I am pressing run rather than preview. Interestingly when I press preview I get something which looks like it might be correct on the partial data (maybe it doesn’t accelerate the preview query).

Hi

We are trying to reproduce this on our side.
Could you please get the profile and upload it here ?

You can do it by going to the Jobs tab, select the job which was accelerated using reflection , click download profile .

Screenshot attached.

I’m afraid it will have to wait until next week to do that and I will see
if it is possible then. The table in MySQL had the following columns
(variable names changed) and types, as far as I can remember (I’ll correct
it if any of it is wrong on Monday.)

guid (VARCHAR(40)) dtime (DATETIME) mtime (DATETIME) measure (INT(11)) o
(VARCHAR(40)) m (VARCHAR(40)) b (INT(11)) c (VARCHAR(40)) g (FLOAT) b_gp
(VARCHAR(40)) g_g (VARCHAR(40))

The actual query had a WHERE clause on the m column which when applied
meant that the o column was always null. It is actually a fairly
denormalised table with a lot of stuff in it not relevant to this query,
hence the use of the m column to get the data I actually care about.

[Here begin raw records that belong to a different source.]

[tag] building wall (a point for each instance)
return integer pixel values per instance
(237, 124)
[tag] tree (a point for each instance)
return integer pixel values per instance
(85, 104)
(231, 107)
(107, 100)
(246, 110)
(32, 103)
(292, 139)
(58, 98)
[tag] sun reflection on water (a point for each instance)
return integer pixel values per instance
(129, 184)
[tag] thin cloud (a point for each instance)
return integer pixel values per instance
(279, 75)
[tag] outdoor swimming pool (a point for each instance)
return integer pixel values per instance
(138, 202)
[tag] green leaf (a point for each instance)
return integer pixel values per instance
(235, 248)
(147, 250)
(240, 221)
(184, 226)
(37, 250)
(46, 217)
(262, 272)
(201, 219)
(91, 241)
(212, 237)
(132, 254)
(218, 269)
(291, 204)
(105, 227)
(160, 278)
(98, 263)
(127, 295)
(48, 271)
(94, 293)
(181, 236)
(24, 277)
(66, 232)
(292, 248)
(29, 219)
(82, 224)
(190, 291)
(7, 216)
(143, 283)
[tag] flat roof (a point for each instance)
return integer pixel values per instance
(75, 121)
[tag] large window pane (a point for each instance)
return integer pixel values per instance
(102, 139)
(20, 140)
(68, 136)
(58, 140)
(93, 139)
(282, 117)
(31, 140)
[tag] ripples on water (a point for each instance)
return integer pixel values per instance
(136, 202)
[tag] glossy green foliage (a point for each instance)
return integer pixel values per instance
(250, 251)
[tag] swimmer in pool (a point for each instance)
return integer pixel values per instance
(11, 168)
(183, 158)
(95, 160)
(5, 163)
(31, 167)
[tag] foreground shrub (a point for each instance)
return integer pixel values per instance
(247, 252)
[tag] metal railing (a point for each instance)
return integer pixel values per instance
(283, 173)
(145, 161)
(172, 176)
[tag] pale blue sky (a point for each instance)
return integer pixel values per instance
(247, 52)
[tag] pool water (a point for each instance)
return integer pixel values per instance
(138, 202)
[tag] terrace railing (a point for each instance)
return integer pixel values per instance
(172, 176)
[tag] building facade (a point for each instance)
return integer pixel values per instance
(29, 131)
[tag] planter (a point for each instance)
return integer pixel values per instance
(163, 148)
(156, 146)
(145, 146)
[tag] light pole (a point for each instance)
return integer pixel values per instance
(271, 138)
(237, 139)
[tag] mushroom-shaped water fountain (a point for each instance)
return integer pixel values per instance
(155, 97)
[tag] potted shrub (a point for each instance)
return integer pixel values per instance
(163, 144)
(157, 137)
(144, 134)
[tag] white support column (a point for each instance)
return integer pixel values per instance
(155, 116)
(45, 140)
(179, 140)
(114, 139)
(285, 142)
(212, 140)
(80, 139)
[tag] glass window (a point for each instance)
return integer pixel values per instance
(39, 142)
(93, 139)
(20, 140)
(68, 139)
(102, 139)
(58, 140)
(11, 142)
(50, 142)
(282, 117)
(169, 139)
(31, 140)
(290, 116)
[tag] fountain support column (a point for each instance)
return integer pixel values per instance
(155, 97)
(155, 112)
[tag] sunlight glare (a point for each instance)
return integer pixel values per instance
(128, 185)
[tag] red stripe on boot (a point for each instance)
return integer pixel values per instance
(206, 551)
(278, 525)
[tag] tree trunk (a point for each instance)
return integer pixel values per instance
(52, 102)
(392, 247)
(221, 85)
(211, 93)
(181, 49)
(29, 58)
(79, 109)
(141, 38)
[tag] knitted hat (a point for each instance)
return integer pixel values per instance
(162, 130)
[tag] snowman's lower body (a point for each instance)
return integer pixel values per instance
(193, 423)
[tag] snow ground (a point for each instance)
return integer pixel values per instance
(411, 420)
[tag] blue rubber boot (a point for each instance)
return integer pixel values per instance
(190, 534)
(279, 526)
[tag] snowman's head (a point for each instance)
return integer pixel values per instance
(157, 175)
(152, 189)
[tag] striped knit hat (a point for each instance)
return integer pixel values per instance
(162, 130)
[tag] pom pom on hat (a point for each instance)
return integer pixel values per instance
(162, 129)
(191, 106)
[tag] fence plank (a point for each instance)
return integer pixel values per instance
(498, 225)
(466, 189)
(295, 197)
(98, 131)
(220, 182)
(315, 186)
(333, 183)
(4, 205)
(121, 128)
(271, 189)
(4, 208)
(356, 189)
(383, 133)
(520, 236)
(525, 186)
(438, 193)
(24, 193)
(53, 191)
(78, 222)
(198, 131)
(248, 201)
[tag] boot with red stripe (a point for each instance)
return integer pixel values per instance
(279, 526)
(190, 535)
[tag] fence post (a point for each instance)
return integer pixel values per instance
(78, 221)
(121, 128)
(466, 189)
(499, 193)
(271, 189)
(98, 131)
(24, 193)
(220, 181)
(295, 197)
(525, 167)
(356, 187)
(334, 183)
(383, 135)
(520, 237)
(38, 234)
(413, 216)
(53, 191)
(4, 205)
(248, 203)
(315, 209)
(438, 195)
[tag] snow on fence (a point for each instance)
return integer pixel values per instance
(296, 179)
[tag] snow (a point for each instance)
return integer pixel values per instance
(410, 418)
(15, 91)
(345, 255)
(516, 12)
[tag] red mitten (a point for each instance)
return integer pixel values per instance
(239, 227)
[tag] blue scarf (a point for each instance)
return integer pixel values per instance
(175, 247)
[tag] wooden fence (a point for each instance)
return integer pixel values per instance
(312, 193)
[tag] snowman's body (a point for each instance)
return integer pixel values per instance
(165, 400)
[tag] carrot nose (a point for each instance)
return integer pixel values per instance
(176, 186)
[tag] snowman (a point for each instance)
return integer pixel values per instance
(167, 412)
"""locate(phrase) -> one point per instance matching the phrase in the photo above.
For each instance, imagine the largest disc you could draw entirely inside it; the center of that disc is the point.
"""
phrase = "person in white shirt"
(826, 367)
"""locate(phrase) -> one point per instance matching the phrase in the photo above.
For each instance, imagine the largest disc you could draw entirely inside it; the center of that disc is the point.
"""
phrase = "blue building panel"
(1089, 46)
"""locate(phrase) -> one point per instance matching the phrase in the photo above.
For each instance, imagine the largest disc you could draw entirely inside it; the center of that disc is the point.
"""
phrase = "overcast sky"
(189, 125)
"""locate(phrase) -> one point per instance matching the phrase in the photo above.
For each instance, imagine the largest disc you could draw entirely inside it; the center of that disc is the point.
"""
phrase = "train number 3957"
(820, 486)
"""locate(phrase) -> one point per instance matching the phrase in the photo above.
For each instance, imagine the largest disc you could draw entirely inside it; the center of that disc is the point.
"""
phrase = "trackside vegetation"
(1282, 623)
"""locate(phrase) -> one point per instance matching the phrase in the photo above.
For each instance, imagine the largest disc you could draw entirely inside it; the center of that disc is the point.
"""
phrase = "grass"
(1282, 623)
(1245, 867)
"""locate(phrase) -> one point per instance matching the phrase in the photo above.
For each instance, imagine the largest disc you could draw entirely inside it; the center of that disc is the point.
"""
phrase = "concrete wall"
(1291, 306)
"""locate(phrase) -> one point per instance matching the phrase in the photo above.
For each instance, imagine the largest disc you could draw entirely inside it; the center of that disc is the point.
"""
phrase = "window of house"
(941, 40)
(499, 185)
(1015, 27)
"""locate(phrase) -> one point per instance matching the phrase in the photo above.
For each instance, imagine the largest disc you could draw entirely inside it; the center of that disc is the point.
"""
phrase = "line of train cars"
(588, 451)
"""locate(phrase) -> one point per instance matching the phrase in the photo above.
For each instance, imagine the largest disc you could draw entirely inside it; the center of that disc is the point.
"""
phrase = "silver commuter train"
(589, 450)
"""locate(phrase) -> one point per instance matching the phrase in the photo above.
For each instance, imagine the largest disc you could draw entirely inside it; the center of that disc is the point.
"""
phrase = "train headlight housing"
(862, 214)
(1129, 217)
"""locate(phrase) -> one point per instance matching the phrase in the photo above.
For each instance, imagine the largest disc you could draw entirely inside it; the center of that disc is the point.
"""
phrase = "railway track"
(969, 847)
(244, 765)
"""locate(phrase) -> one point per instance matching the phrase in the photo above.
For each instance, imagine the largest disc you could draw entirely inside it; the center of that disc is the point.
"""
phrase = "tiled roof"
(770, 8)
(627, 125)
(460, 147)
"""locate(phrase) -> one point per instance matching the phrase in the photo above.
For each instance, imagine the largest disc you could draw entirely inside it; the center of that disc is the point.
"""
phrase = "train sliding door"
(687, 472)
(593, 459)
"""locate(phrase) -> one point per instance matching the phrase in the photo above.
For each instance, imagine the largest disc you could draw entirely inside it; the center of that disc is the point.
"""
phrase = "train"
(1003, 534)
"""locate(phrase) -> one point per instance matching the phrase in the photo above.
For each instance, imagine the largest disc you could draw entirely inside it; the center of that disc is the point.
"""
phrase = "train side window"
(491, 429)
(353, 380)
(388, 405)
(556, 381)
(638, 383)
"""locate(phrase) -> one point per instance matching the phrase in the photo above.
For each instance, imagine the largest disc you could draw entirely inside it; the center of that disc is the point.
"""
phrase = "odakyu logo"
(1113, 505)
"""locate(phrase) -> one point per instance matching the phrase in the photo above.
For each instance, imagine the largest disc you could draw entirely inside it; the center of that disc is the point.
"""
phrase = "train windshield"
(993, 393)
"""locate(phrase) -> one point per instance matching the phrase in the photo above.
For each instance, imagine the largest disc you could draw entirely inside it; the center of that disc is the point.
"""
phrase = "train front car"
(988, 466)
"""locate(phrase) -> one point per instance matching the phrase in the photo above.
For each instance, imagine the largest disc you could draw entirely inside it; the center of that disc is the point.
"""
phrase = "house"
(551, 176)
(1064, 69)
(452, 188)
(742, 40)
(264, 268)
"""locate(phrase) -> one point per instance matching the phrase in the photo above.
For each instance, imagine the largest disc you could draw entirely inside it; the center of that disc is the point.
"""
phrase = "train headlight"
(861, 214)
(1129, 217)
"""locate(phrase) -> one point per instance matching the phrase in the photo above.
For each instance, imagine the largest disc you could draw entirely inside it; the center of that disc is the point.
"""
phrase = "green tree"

I’ll
test the query again as I entered it above on Monday.

Many thanks.

I would assume this is related to BigInt/BigInt getting truncated during division. Can you try doing 100.0*count(distinct guid)/(first) instead?

I tried two similar queries (attaching the screenshots here).

SELECT city, 100.0* count(distinct review_count)/(first) as ratio --> returned me non-zero fractional values.
SELECT city, count(distinct review_count)/(first) * 100.0 as ratio --> returned me zeros most of the time.

Yeah doing 100.0*count(distinct guid)/(first) gave me the correct result. Thanks for the help!